In fact, shortly after the Cisco lawsuit announcement, more than 250 Dalits from Apple, Facebook, Google amd Microsoft and Netflix came forward with harrowing stories of bullying, discrimination, ostracization, and even sexual misconduct.

Raina, a tech employee who was born into a low caste Indian family , told Vice that when she worked alongside upper-caste Indians in a U.S. company, her promotion was put on a hold for five years.

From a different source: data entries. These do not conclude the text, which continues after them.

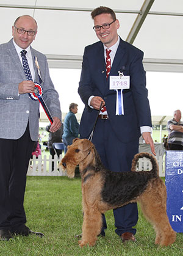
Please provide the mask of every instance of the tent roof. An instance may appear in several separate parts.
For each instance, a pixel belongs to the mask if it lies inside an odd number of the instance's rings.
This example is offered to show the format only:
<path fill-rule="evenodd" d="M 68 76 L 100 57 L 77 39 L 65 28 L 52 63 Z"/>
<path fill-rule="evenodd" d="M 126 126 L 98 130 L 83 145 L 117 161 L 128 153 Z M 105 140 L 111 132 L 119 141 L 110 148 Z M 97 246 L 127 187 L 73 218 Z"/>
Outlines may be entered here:
<path fill-rule="evenodd" d="M 182 0 L 0 0 L 0 43 L 11 38 L 17 16 L 29 14 L 38 24 L 33 46 L 49 67 L 80 68 L 84 47 L 98 40 L 90 13 L 99 5 L 116 12 L 119 35 L 144 51 L 147 71 L 182 71 Z"/>

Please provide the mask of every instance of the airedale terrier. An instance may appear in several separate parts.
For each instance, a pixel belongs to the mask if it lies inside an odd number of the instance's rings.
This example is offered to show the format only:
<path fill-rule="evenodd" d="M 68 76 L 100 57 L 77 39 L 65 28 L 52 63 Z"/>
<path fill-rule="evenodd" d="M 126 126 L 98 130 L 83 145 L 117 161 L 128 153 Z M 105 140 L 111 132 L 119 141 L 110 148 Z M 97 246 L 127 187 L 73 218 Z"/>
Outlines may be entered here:
<path fill-rule="evenodd" d="M 136 172 L 138 158 L 146 157 L 152 163 L 151 171 Z M 93 144 L 75 139 L 60 163 L 70 178 L 79 164 L 82 178 L 84 221 L 81 247 L 95 244 L 102 227 L 101 214 L 129 203 L 139 202 L 156 233 L 155 244 L 171 244 L 176 240 L 166 212 L 166 187 L 159 176 L 156 158 L 148 153 L 137 154 L 132 172 L 114 172 L 102 165 Z"/>

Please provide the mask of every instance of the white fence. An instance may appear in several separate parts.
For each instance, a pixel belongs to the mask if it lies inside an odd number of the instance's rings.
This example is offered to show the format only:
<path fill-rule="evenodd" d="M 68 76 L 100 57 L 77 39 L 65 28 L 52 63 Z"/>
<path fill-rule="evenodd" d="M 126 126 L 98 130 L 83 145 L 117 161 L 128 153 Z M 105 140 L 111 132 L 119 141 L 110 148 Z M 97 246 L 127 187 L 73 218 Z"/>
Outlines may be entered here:
<path fill-rule="evenodd" d="M 38 158 L 33 156 L 33 159 L 30 160 L 27 175 L 29 176 L 66 176 L 64 171 L 59 167 L 59 163 L 62 159 L 62 155 L 58 158 L 56 155 L 52 159 L 51 155 L 48 158 L 44 155 L 43 158 L 39 156 Z M 54 163 L 54 170 L 52 171 L 52 163 Z M 165 164 L 162 156 L 159 156 L 157 159 L 159 166 L 160 177 L 165 177 Z M 163 168 L 164 166 L 164 168 Z M 137 166 L 137 170 L 150 170 L 152 168 L 151 163 L 149 159 L 143 158 L 138 160 Z"/>
<path fill-rule="evenodd" d="M 59 167 L 59 163 L 62 160 L 62 155 L 59 158 L 55 155 L 54 159 L 51 155 L 46 158 L 46 155 L 42 158 L 41 155 L 36 158 L 33 156 L 33 158 L 30 160 L 27 175 L 28 176 L 66 176 L 65 172 Z M 54 163 L 54 170 L 52 170 L 52 163 Z"/>

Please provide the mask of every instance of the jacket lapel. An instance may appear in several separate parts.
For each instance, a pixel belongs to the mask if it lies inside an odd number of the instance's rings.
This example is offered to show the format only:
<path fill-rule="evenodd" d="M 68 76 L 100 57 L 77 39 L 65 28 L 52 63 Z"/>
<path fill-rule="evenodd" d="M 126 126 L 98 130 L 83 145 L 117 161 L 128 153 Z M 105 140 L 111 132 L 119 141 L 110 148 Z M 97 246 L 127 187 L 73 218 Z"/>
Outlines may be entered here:
<path fill-rule="evenodd" d="M 22 76 L 23 79 L 26 80 L 24 71 L 23 70 L 19 56 L 13 43 L 13 39 L 11 39 L 10 41 L 9 41 L 9 48 L 8 49 L 8 51 L 11 57 L 12 64 L 15 65 L 15 70 L 18 70 L 20 75 Z"/>
<path fill-rule="evenodd" d="M 124 44 L 123 43 L 122 39 L 120 38 L 120 44 L 115 56 L 115 58 L 110 70 L 110 75 L 118 76 L 118 71 L 123 69 L 123 67 L 124 66 L 123 63 L 124 63 L 124 53 L 125 51 Z"/>

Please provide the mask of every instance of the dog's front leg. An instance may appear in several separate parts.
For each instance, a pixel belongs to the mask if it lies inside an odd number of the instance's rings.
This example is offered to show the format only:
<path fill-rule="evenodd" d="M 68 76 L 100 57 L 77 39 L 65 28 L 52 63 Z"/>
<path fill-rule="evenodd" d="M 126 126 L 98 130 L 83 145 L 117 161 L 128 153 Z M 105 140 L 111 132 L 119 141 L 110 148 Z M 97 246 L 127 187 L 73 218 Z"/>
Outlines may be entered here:
<path fill-rule="evenodd" d="M 102 227 L 102 215 L 96 207 L 85 208 L 82 224 L 82 235 L 79 241 L 81 247 L 88 244 L 93 246 L 97 240 L 97 235 L 101 232 Z"/>

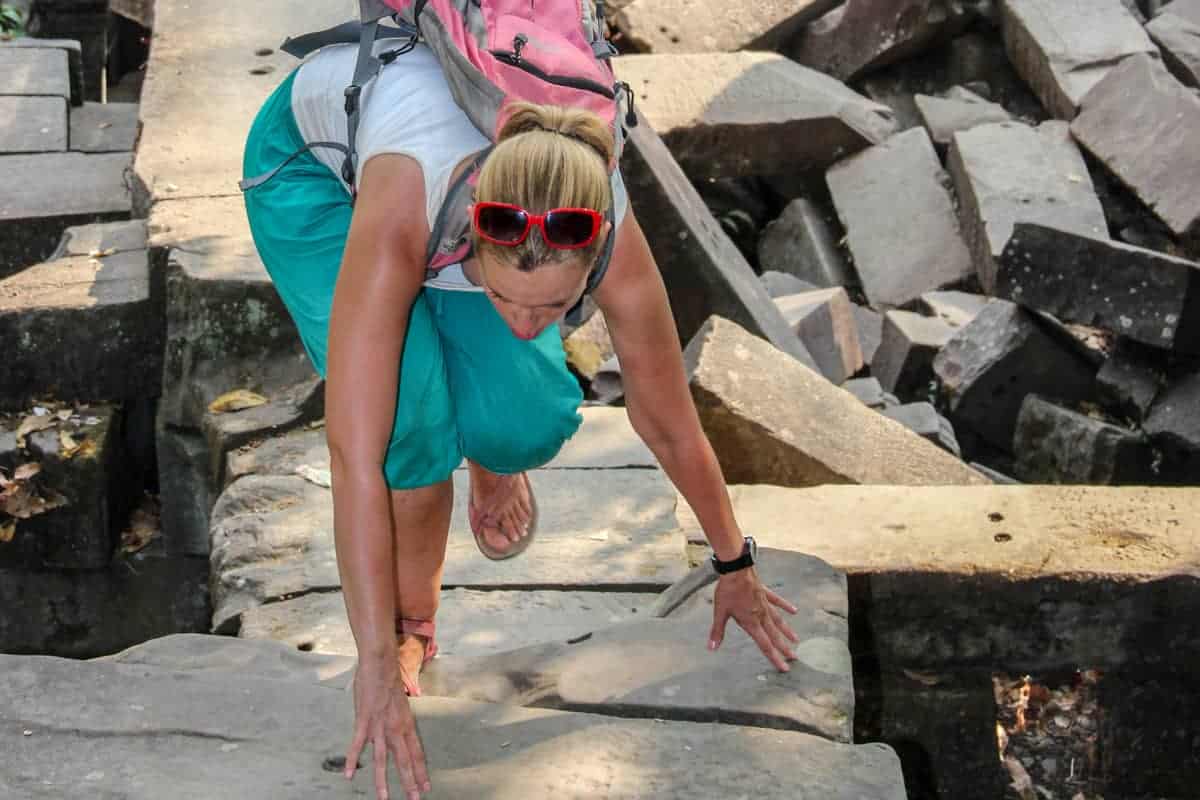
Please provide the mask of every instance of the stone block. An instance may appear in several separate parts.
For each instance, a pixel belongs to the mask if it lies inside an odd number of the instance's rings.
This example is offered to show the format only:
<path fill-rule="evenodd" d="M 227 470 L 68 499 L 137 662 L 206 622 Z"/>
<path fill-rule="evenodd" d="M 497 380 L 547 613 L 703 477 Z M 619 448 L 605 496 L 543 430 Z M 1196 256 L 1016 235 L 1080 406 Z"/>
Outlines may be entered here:
<path fill-rule="evenodd" d="M 563 339 L 563 349 L 571 369 L 581 378 L 593 380 L 600 372 L 600 366 L 616 355 L 604 312 L 596 311 L 588 321 L 571 331 Z"/>
<path fill-rule="evenodd" d="M 1164 451 L 1166 480 L 1200 482 L 1200 372 L 1171 380 L 1142 427 Z"/>
<path fill-rule="evenodd" d="M 779 272 L 776 270 L 767 270 L 758 277 L 762 278 L 762 285 L 767 289 L 767 294 L 770 295 L 772 300 L 788 294 L 812 291 L 821 288 L 817 284 L 809 283 L 808 281 L 798 278 L 790 272 Z"/>
<path fill-rule="evenodd" d="M 962 86 L 953 86 L 942 97 L 917 95 L 914 101 L 929 138 L 940 150 L 948 148 L 959 131 L 1012 120 L 1003 106 L 984 100 Z"/>
<path fill-rule="evenodd" d="M 904 405 L 884 408 L 880 413 L 889 420 L 894 420 L 908 428 L 922 439 L 926 439 L 942 450 L 961 458 L 962 451 L 959 449 L 959 440 L 954 435 L 954 426 L 937 413 L 932 403 L 906 403 Z"/>
<path fill-rule="evenodd" d="M 994 301 L 934 359 L 955 428 L 1012 452 L 1021 403 L 1031 393 L 1068 403 L 1092 396 L 1096 368 L 1046 333 L 1019 306 Z"/>
<path fill-rule="evenodd" d="M 617 625 L 636 621 L 658 597 L 632 591 L 479 591 L 445 589 L 438 603 L 438 663 L 473 663 L 550 642 L 566 642 Z M 238 636 L 275 639 L 304 650 L 356 656 L 358 646 L 346 616 L 341 591 L 318 591 L 251 608 L 241 615 Z M 430 682 L 421 676 L 426 694 Z"/>
<path fill-rule="evenodd" d="M 682 577 L 674 492 L 658 470 L 541 469 L 529 477 L 538 539 L 498 570 L 470 535 L 467 471 L 455 473 L 443 585 L 649 591 Z M 221 494 L 211 518 L 214 631 L 236 631 L 247 609 L 341 585 L 330 489 L 298 475 L 248 475 Z"/>
<path fill-rule="evenodd" d="M 58 48 L 0 44 L 0 95 L 71 100 L 67 54 Z"/>
<path fill-rule="evenodd" d="M 46 260 L 62 230 L 128 219 L 131 154 L 0 156 L 0 277 Z M 30 187 L 37 187 L 32 192 Z"/>
<path fill-rule="evenodd" d="M 67 101 L 62 97 L 0 96 L 0 152 L 50 152 L 67 149 Z"/>
<path fill-rule="evenodd" d="M 880 348 L 871 359 L 871 374 L 898 397 L 926 397 L 935 383 L 934 356 L 954 336 L 954 327 L 911 311 L 883 315 Z"/>
<path fill-rule="evenodd" d="M 1116 486 L 1154 482 L 1145 437 L 1030 395 L 1013 440 L 1016 477 L 1026 483 Z"/>
<path fill-rule="evenodd" d="M 1112 353 L 1096 373 L 1099 399 L 1116 414 L 1141 422 L 1158 396 L 1162 374 L 1146 363 L 1141 348 L 1117 339 Z"/>
<path fill-rule="evenodd" d="M 124 401 L 158 392 L 162 294 L 146 251 L 47 261 L 0 278 L 0 409 L 35 397 Z"/>
<path fill-rule="evenodd" d="M 1004 49 L 1051 115 L 1072 120 L 1092 86 L 1154 43 L 1121 0 L 1006 0 Z"/>
<path fill-rule="evenodd" d="M 1200 353 L 1200 264 L 1106 239 L 1018 223 L 996 294 L 1136 342 Z"/>
<path fill-rule="evenodd" d="M 894 395 L 883 391 L 878 378 L 854 378 L 844 383 L 841 387 L 857 397 L 863 405 L 875 410 L 900 404 Z"/>
<path fill-rule="evenodd" d="M 779 271 L 814 284 L 814 288 L 857 283 L 853 270 L 838 249 L 830 222 L 808 198 L 796 198 L 762 231 L 758 266 L 763 276 Z M 791 294 L 791 293 L 788 293 Z"/>
<path fill-rule="evenodd" d="M 83 47 L 78 40 L 26 36 L 0 42 L 0 48 L 10 50 L 60 50 L 65 53 L 67 59 L 67 83 L 71 88 L 67 100 L 71 101 L 72 106 L 83 103 Z M 48 62 L 56 65 L 58 59 L 49 56 Z"/>
<path fill-rule="evenodd" d="M 1126 59 L 1081 101 L 1070 132 L 1176 236 L 1200 234 L 1200 97 L 1150 55 Z M 1153 143 L 1153 146 L 1136 146 Z"/>
<path fill-rule="evenodd" d="M 72 150 L 130 152 L 137 142 L 137 103 L 84 103 L 71 112 Z"/>
<path fill-rule="evenodd" d="M 1084 156 L 1063 122 L 980 125 L 954 134 L 947 167 L 984 293 L 1019 221 L 1104 239 L 1108 223 Z"/>
<path fill-rule="evenodd" d="M 846 0 L 805 28 L 788 55 L 840 80 L 851 80 L 916 55 L 937 40 L 950 38 L 967 22 L 962 4 Z"/>
<path fill-rule="evenodd" d="M 923 128 L 841 161 L 826 181 L 872 306 L 904 306 L 973 277 L 946 173 Z"/>
<path fill-rule="evenodd" d="M 352 660 L 228 637 L 174 636 L 146 646 L 173 648 L 157 657 L 175 666 L 138 663 L 138 650 L 89 662 L 0 656 L 0 693 L 18 721 L 4 728 L 14 742 L 6 774 L 12 782 L 41 787 L 90 775 L 92 793 L 128 800 L 221 794 L 230 786 L 252 798 L 281 787 L 293 798 L 374 792 L 367 758 L 352 783 L 328 771 L 354 724 L 348 694 L 338 691 Z M 662 800 L 738 793 L 763 800 L 905 798 L 900 760 L 884 745 L 437 697 L 412 705 L 434 792 L 448 798 L 635 798 L 647 790 Z M 19 722 L 26 720 L 34 722 Z M 25 724 L 36 735 L 23 736 Z M 150 748 L 142 742 L 148 729 L 178 733 Z M 221 746 L 227 750 L 215 757 Z M 38 759 L 60 764 L 61 772 L 48 772 Z M 403 794 L 397 777 L 389 784 L 391 796 Z"/>
<path fill-rule="evenodd" d="M 962 327 L 990 301 L 990 297 L 966 291 L 926 291 L 920 295 L 917 311 L 926 317 L 936 317 L 950 327 Z"/>
<path fill-rule="evenodd" d="M 653 53 L 774 49 L 838 0 L 769 0 L 754 13 L 715 0 L 631 0 L 613 20 L 635 47 Z"/>
<path fill-rule="evenodd" d="M 167 555 L 156 543 L 119 554 L 101 570 L 0 569 L 0 652 L 41 661 L 107 656 L 160 636 L 206 630 L 208 601 L 208 563 Z"/>
<path fill-rule="evenodd" d="M 853 311 L 863 361 L 870 363 L 875 359 L 875 351 L 880 349 L 880 339 L 883 338 L 883 314 L 858 305 L 854 306 Z"/>
<path fill-rule="evenodd" d="M 240 411 L 204 413 L 200 431 L 208 450 L 209 486 L 224 486 L 226 457 L 232 451 L 325 415 L 325 381 L 314 374 L 298 384 L 272 389 L 263 405 Z"/>
<path fill-rule="evenodd" d="M 841 384 L 863 368 L 853 306 L 845 289 L 786 295 L 776 297 L 775 305 L 832 383 Z"/>
<path fill-rule="evenodd" d="M 208 557 L 209 515 L 216 503 L 208 443 L 197 433 L 160 423 L 155 449 L 164 548 L 173 555 Z"/>
<path fill-rule="evenodd" d="M 11 425 L 0 421 L 0 431 L 10 434 Z M 61 495 L 65 504 L 17 519 L 10 542 L 0 542 L 0 570 L 97 570 L 113 558 L 119 527 L 128 512 L 132 498 L 126 488 L 125 453 L 121 447 L 120 413 L 112 407 L 80 409 L 68 420 L 25 438 L 25 449 L 16 438 L 0 435 L 0 468 L 6 477 L 22 464 L 40 464 L 32 485 L 37 497 Z M 78 444 L 77 451 L 64 446 Z M 8 521 L 7 515 L 0 516 Z M 7 608 L 6 613 L 17 613 Z"/>
<path fill-rule="evenodd" d="M 737 325 L 714 318 L 684 362 L 732 483 L 980 483 L 973 470 Z"/>
<path fill-rule="evenodd" d="M 131 249 L 146 249 L 145 219 L 127 219 L 124 222 L 101 222 L 91 225 L 78 225 L 62 231 L 54 259 L 70 255 L 88 255 L 97 258 L 101 254 L 112 255 Z"/>
<path fill-rule="evenodd" d="M 312 365 L 250 237 L 241 198 L 156 203 L 151 246 L 170 247 L 162 422 L 200 429 L 209 403 L 300 384 Z"/>
<path fill-rule="evenodd" d="M 1004 654 L 1014 672 L 1192 669 L 1200 651 L 1192 488 L 733 486 L 730 499 L 760 547 L 846 572 L 884 668 L 991 670 Z"/>
<path fill-rule="evenodd" d="M 778 53 L 623 55 L 613 70 L 694 180 L 824 169 L 895 127 L 887 107 Z"/>
<path fill-rule="evenodd" d="M 1146 25 L 1171 73 L 1188 86 L 1200 88 L 1200 2 L 1174 0 Z"/>
<path fill-rule="evenodd" d="M 671 296 L 680 342 L 720 314 L 815 367 L 758 276 L 644 121 L 630 131 L 622 175 L 637 217 L 653 221 L 643 231 Z"/>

Four months after she moved to a company with no employees of Indian origin, she says she was promoted.

Maya Kamble, another tech employee whose family is from a low caste, told The Wire that she was shunned by fellow Indians in the U.S. She said that she was even discriminated against when she had solutions to problems that others could not solve. “When I offered to help, my manager, who is upper caste, said I was jinxed, and should not touch the project as I was ill-fated,” said Kamble.

“Caste is a social currency that can prove highly valuable in the tech industry, where caste privilege easily hides behind ideals of meritocracy,” Kamble wrote in an opinion article for Al Jazeera. “It is so deeply internalised by people of the dominant castes that many of them are not even aware they are actively involved in propagating it.”

In August 2020, the Indian American Alliance Against Caste, a coalition of South Asian activist groups in the U.S., put together a letter addressed to top executives of major tech companies in Silicon Valley. “Caste based discrimination has long been an unacknowledged problem in Silicon Valley and the U.S.,” they wrote. “Neglecting caste is tantamount to allowing your company to be a hostile workplace.”